Cucumber(Cucumis sativus L. ) is a widely cultivated cash crop in China. In the present study, the three pesticides, clothianidin (CLO), dinotefuran (DFN) and difenoconazole (DFZ) were selected as the representatives. CLO is a neonicotinoid insecticide with excellent systemic and osmotic activity that can be used as a soil, spray and seed treatment, for control of sucking and chewing insects (Jeschke, Nauen, Schindler, & Elbert, 2011). DFN is a systemic neonicotinoid insecticide with translaminar activity, and it can be applied on foliage, soil and nursery boxes by spray, drench, broadcast and pricking-in-hole treatments (Corbel, Duchon, Zaim, & Hougard, 2004). DFZ is a systemic fungicide of sterol demethylation inhibitors with a novel broad-range activity protecting the yield and crop quality by foliar application or seed treatment (Dong et al., 2013).
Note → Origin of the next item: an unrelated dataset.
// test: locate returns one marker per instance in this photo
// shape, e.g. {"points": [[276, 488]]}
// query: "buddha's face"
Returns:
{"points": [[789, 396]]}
The three pesticides all could be absorbed by plant roots, which can be used for soil treatment, but there are significant differences in water solubility and logKow of the three pesticides. The physical and chemical properties of these three pesticides are shown in Table S1 . We investigated the effects of exogenous SA on the uptake, translocation and accumulation behaviors of these three pesticides in cucumber plants by measuring the concentration of pesticides in various parts of the cucumber plants and calculating the root concentration factor (RCF) and translocation factor (TF) values. Moreover, the effects of SA on oxidative stress induced by these three pesticides to the cucumber plants were also studied by measuring biomass, photosynthetic pigment content, antioxidants content and antioxidant enzyme activities. This study provides a new perspective to understand the uptake and translocation behaviors of pesticides and pesticide pollution in plants.